Du sommet de l’État au plus modeste des commentateurs, on n’entend plus désormais qu’un seul mot d’ordre, répété par tous : ” Il faut réguler. ” Ce violent retournement a quelque chose de pernicieux par son unanimisme même qui n’est pas sans rappeler la logique financière elle-même dans sa propension à focaliser les opinions dans un même sens en étouffant les estimations discordantes. ” La sagesse universelle enseigne qu’il vaut mieux pour sa réputation échouer avec les conventions que réussir contre elles ” disait déjà Keynes pour expliquer le poids excessif du conformisme boursier.

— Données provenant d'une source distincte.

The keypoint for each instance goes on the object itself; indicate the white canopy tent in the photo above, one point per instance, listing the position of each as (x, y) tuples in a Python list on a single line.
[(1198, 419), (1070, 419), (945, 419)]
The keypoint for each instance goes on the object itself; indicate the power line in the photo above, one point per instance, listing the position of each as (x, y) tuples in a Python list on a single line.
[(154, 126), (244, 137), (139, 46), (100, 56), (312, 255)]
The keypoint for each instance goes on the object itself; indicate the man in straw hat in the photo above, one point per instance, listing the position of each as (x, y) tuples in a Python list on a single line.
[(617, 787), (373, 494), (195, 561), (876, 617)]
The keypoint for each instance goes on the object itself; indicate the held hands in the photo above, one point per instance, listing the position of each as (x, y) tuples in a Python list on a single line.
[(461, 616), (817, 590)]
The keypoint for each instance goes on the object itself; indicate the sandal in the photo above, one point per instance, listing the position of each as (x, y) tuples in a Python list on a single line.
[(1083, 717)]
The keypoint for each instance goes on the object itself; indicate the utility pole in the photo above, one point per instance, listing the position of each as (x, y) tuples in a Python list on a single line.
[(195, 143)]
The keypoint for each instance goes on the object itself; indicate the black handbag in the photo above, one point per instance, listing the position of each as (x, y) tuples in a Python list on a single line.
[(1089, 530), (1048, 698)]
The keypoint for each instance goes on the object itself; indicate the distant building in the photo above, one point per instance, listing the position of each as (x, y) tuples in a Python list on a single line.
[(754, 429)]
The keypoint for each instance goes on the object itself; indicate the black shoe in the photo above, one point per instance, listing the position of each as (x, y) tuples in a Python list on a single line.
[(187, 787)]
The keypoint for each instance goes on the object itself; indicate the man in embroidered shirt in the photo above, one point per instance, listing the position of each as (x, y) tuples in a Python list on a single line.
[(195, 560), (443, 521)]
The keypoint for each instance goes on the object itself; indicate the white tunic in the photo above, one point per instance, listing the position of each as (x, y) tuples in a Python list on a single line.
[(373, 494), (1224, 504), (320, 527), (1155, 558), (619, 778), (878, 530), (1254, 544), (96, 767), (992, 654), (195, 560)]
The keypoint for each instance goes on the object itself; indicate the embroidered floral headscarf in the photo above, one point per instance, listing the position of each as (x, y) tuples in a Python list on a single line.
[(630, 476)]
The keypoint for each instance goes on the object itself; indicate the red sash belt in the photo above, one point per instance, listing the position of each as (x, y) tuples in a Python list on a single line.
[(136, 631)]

Autrement dit, contrairement à bien des idées reçues, les marchés boursiers ne réussissent pas à produire des opinions contrariantes ; ils favorisent indûment le mimétisme des investisseurs. Non pour d’obscures raisons de psychologie des foules mais parce que c’est là ce que dicte la rationalité. Prendre parti contre les évolutions de long terme du marché est une stratégie trop risquée. Tous voulaient les taux de profit exorbitants que procuraient le marché des subprimes et ses dérivés. Sinon il valait mieux faire un autre métier. Quand tout va bien, ce conformisme donne les périodes d’euphorie et les bulles spéculatives ; quand tout va mal, cela donne la défiance généralisée et le refus d’investir ailleurs que dans les actifs les plus sûrs.

Dans les deux cas, on constate une même incapacité à penser autrement que conformément à ce que le marché dicte. En matière intellectuelle, les conséquences du mimétisme ne sont pas moins perverses qu’en matière financière. La logique médiatique écrase les débats. L’indépendance d’esprit est sa première victime comme cela a pu être maintes fois observé.

Une demande unanime de régulation

Prenons cette question de la dérégulation. On en parle beaucoup sans que personne ne se soucie jamais (ou rarement) d’expliciter quels sont les principes de régulation à mettre en ¦uvre. Pourtant, la ” régulation ” en soi n’a absolument aucun sens, si ce n’est faire oublier des prises de position contraires dans le passé.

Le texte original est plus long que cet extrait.